This article was published in the European edition of the Financial Times and on its web-site.
Europe’s right finds excuses for the Kremlin
27 November 2008
For much of the post-1945 era it was axiomatic that Europe’s centre-right parties were hostile to Russia. Charles De Gaulle frightened France by saying the Red Army was ready to strike only the distance of two stages of the Tour de France from French borders. Konrad Adenauer, West Germany’s first chancellor, refused to recognise any state that talked with Russia’s satellite east of the Berlin Wall. Britain’s Margaret Thatcher endorsed the "empire of evil" language about Russia, while Germany’s Helmut Kohl faced down huge demonstrations against US missiles aimed to counter Soviet short-range nukes. By contrast, the European left spent much of its time finding excuses for whatever the Kremlin wanted.
Today, there has been an odd reversal. The biggest supporters of prime minister Vladimir Putin and president Dmitry Medvedev as they shape a new authoritarianism and try to alter Europe’s frontiers by force are leaders of the centre-right. While Silvio Berlusconi patronises Barack Obama for his "sun tan", the Italian prime minister has only smiles for Mr Putin. Germany’s Angela Merkel went to Tibilisi as Russian tanks rolled past the disputed enclaves of South Ossetia and Abkhazia and appeared to show solidarity with the beleaguered Georgians by saying they could join Nato. Back in Berlin, the chancellor’s briefers claimed she meant no such thing.
The most curious 180 degree turn is that of France’s Nicolas Sarkozy. During his presidential campaign in 1997, Mr Sarkozy denounced "the silence on the 200,000 killed in Chechnya" by the Russians and promised to invite Putin’s arch-enemy, Gary Kasparov, to the Elysée. Today, Mr Sarkozy has decided to be Russia’s new best friend. In Moscow during the Georgian crisis, he said it was "completely normal for Moscow to defend the right of Russian-speakers" outside Russian frontiers.
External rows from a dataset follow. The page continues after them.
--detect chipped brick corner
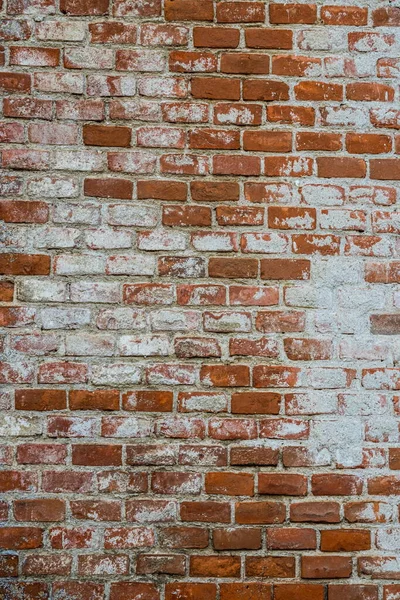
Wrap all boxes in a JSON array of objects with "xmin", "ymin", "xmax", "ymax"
[{"xmin": 0, "ymin": 0, "xmax": 400, "ymax": 600}]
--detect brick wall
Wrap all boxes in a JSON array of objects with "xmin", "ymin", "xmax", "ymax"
[{"xmin": 0, "ymin": 0, "xmax": 400, "ymax": 600}]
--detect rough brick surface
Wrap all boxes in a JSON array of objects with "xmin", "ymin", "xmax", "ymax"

Worse followed when the Kremlin responded to Mr Obama’s victory by announcing that short-range nuclear missiles would be installed in Kaliningrad, near Poland, where Immanuel Kant wrote Perpetual Peace. Formerly Königsberg, the city is a reminder of Russia’s historical desire to be present far beyond its frontiers.
Instead of asking the Russians to ratchet down talk of a new missile race in Europe, Mr Sarkozy told a beaming Mr Medvedev at a European Union-Russia summit in Nice that the real problem was the decision of the Poles and Czechs to accept a US proposal to base a missile shield on their territory. This prompted a furious reminder from Poland and the Czech Republic that they were sovereign nations and would decide their own foreign policy and military alliances, merci beaucoup. Mr Sarkozy has alienated eastern Europe with his pro-Kremlin leanings.
Other conservative governments in Europe constantly find excuses for the Kremlin. Italian politicians say Italy’s energy dependence requires soft words with Russia. Mr Berlusconi has delivered a near-fatal blow to the Nabucco project to deliver oil from the Caspian without going over Russian-controlled territory. Now he has signed the so-called South Stream project with the Kremlin which will place Italy at the mercy of Russia’s energy politics.
In Britain, the conservative foreign policy establishment of retired ambassadors found plenty of excuses to justify Russia’s invasion and deplore Georgia’s response. Malcolm Rifkind, the former foreign secretary and Tory grandee, defends Mr Putin in the House of Commons while Conservative members of parliament sit in the same group as Mr Putin’s Duma clique at the Council of Europe.
Meanwhile, it is in liberal, left and human rights circles that some criticism of Mr Putin’s new authoritarianism can be heard. Human Rights Watch and Amnesty International have long criticised the erosion of the rule of law and freedom of expression in Russia. David Miliband, the British Labour foreign secretary, spoke in Kiev of Russia’s habit of treating her neighbours as either "vassals or enemies". Carl Bildt, Sweden’s liberal foreign minister and Europe’s most experienced foreign policy official, has also used firmer language. In France, the leftwing Libération newspaper has been the firmest critic of Russian expansionism.
To be sure, much of the European left, including Germany’s Social Democrats, find it easier to criticise the fears and hopes of Georgians and Ukrainians than speak out against Russia. Yet the fact remains that, today, Russia’s best friends are to be found on the European ruling conservative parties.
This poses a problem for the Obama administration. After 1945, Americans could rely on European conservatives to support a clear line on Russian Sovietism. Now when Washington calls Europe and asks what the line on Russia should be, the European right of Mr Sarkozy, Ms Merkel and Mr Berlusconi would prefer not to answer and the left is irrelevant. Again, it will be Washington’s duty and responsibility to decide, alone and without a clear, united European line, how the democratic world should respond to today’s Russia.